Francisco parece debater-se no compromisso entre as sensibilidades magisteriais e pastorais no Capítulo 3, onde citaHumanae Vitae, mas sem a ênfase na contracepção (parágrafos 68 e 82), e no Capítulo 6, que destaca o papel da consciência (Gaudium et Spes), mas também incentiva o planejamento familiar natural. Há quase um silêncio pleno a respeito da homossexualidade; apenas os parágrafos 250 e 251 do Capítulo 6 falam sobre o tema, e o que aí se diz equivale a uma paráfrase do Catecismo: “Por isso desejo, antes de mais nada, reafirmar que cada pessoa, independentemente da própria orientação sexual, deve ser respeitada na sua dignidade e acolhida com respeito, procurando evitar ‘qualquer sinal de discriminação injusta’ e particularmente toda a forma de agressão e violência”. A isso segue-se imediatamente uma crítica sobre o matrimônio homoafetivo: “não existe fundamento algum para assimilar ou estabelecer analogias, nem sequer remotas, entre as uniões homossexuais e o desígnio de Deus sobre o matrimónio e a família” (Parágrafo 251). Esse “compromisso” provavelmente reflete um revés em 2015 nos comentários a respeito da homossexualidade ocorrido no Sínodo de 2014.


O terceiro tipo de texto – pertencente a gênero, masculino e feminino, e a educação na família – soa dolorosamente inadequado para um discurso sobre a matrimônio e o família. A linguagem parece ultrapassada, para dizer o mínimo, e confirma a maior fraqueza de Francisco em torno de uma das problemáticas mais urgentes na Igreja contemporânea: amulher.

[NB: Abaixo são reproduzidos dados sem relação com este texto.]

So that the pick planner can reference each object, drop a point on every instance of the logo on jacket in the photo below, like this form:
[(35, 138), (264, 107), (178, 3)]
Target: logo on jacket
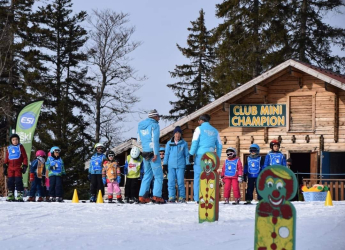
[(27, 120), (209, 132)]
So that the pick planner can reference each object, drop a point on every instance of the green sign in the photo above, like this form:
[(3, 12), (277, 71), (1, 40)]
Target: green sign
[(261, 115), (26, 125)]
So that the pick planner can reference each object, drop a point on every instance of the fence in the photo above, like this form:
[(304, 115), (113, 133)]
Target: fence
[(336, 186)]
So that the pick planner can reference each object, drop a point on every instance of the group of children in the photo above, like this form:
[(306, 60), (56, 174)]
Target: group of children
[(46, 173), (232, 172), (43, 173)]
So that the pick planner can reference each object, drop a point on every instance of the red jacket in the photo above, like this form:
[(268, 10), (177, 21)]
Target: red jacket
[(238, 172), (23, 159)]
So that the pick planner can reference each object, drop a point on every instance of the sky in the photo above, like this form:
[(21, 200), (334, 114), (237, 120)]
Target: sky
[(160, 25)]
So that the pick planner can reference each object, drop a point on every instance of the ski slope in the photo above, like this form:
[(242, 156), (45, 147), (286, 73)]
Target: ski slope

No geral, é provável que Amoris Laetitia vá ao encontro das esperanças de quem estava em busca de alguma mudança pastoral, porém irá decepcionar aqueles que esperavam ingenuamente por um repensar radical da doutrina. Qualquer movimento no curto prazo em questões delicadas (especialmente no tocante aos divorciados e recasados) teria resultado, por parte de bispos e pastores, em más notícias para um número significativo de fiéis. EmboraFrancisco parece assumir riscos em questões de inclusão e ao desafiar a minoria tradicionalista, ele é menos assertivo quanto em questões como gênero e educação. Ele pode estar pagando o preço do estranhamento que já dura décadas entre o magistério e a teologia; ainda que Francisco esteja diminuindo a lacuna existente entre o magistério e a realidade pastoral, a lacuna entre o magistério e a teologia permanece grande.


Mas a direção deste pontificado vai no sentido de um magistério não ideológico, uma Igreja mais inclusiva, uma Igreja da misericórdia. Uma das referências mais importantes de Amoris Laetitia é a alocução de Francisco proferida no final do Sínodo dos Bispos de 2015: Um pastor não pode sentir-se satisfeito apenas aplicando leis morais àqueles que vivem em situações ‘irregulares’, como se fossem pedras que se atiram contra a vida das pessoas. É o caso dos corações fechados, que muitas vezes se escondem até por detrás dos ensinamentos da Igreja ‘para se sentar na cátedra de Moisés e julgar, às vezes com superioridade e superficialidade, os casos difíceis e as famílias feridas’” (Capítulo 8, parágrafo 305).


Resta saber ainda como o texto será recebido entre os teólogos, os fiéis e, em particular, entre os bispos. Não foi somente nos dias e semanas precedentes à publicação desta exortação que ela foi alvo de críticas por parte de cardeais e bispos, mas durante todo o tempo que durou o processo sinodal. Este fenômeno ficou evidente logo no início do pontificado de Francisco, mesmo assim, após três anos, a mudança que ele introduziu é inegável.


Commonweal, 08-04-2016.


*Professor de História do Cristianismo na University of St. Thomas, EUA.